Ai mondiali di Doha tutta la squadra non canta l'inno nazionale e si schiera al fianco di chi protesta contro il regime degli ayatollah
Lo sport iraniano alza la voce. E lo fa con un assordante silenzio.
Muti, mani sulle spalle dei compagni, mentre le note del loro inno riecheggiano nello stadio. I giocatori dell'Iran non lo hanno cantato, un gesto significativo che potrebbe passare alla storia. Sono rimasti lì, immobili, la sfida lanciata al regime degli ayatollah. In panchina solo un assistente di Queiroz ha canticchiato qualcosa. E il pubblico ha fischiato e fatto capire agli ayatollah da che parte stava.

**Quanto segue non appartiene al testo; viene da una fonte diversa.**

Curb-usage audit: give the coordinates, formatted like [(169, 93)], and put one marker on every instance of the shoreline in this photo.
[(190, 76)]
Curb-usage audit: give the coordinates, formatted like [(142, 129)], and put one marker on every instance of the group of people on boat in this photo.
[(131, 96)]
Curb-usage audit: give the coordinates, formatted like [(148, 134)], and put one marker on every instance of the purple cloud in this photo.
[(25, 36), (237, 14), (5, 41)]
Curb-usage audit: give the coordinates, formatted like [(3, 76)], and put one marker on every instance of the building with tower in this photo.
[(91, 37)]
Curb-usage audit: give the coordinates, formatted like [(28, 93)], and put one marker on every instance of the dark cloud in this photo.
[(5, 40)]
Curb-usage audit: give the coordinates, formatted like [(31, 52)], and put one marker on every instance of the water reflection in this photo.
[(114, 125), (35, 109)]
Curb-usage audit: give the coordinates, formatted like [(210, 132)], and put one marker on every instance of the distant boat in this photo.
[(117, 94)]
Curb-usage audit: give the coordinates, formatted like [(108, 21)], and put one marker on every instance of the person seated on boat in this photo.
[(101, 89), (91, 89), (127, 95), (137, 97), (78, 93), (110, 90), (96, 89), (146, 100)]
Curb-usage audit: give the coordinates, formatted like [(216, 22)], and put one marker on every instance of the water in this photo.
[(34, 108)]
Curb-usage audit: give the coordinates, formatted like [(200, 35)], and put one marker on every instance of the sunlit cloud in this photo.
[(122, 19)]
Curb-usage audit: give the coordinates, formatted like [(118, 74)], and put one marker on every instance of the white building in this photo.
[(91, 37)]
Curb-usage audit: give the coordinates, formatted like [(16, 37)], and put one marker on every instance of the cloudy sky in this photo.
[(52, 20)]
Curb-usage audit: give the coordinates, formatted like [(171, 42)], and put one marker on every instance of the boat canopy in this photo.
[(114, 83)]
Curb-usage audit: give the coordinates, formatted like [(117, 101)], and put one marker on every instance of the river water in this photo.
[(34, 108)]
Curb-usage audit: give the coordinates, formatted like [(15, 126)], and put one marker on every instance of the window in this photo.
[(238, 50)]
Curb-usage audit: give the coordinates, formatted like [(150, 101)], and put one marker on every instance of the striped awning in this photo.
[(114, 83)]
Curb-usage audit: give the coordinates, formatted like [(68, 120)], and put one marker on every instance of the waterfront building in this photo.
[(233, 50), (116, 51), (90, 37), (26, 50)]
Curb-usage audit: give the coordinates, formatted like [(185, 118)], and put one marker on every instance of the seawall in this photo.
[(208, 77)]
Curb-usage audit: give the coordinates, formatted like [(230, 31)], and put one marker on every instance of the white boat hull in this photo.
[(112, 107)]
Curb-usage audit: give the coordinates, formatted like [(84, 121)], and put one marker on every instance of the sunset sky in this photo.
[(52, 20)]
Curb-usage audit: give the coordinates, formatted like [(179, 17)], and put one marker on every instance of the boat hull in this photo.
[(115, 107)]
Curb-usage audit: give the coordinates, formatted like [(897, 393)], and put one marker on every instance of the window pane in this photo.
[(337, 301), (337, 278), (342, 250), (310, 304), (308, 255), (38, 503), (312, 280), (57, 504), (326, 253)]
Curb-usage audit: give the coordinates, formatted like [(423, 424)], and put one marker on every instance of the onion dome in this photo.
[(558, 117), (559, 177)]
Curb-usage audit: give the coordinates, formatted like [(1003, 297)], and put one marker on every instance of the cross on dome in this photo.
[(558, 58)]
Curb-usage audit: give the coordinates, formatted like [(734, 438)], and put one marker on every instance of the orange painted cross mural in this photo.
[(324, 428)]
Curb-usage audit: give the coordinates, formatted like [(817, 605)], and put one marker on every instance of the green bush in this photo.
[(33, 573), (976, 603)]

La protesta era iniziata fuori dallo stadio, con i tifosi iraniani che inneggiavano a Masha Amini, la giovane uccisa dalla polizia iraniana dopo l'arresto da parte dei paramilitari con l'accusa di non aver indossato l'hijab, morte ch ha scatenato proteste in tutto il Paese, represse con violenza. I morti sono stati oltre 400. Non è stato il solo nome cantato dai supporter persiani, che hanno anche invocato Ali Karimi, l'ex giocatore che si è schierato a favore della rivolta.
Ancora più dura la presa di posizione del capitano di Team Melli (il soprannome della nazionale di Teheran), Ehsan Hajsafi, che alla vigilia aveva così commentato la situazione nel suo Paese: "Noi giocatori stiamo dalla parte di chi ha perso la vita".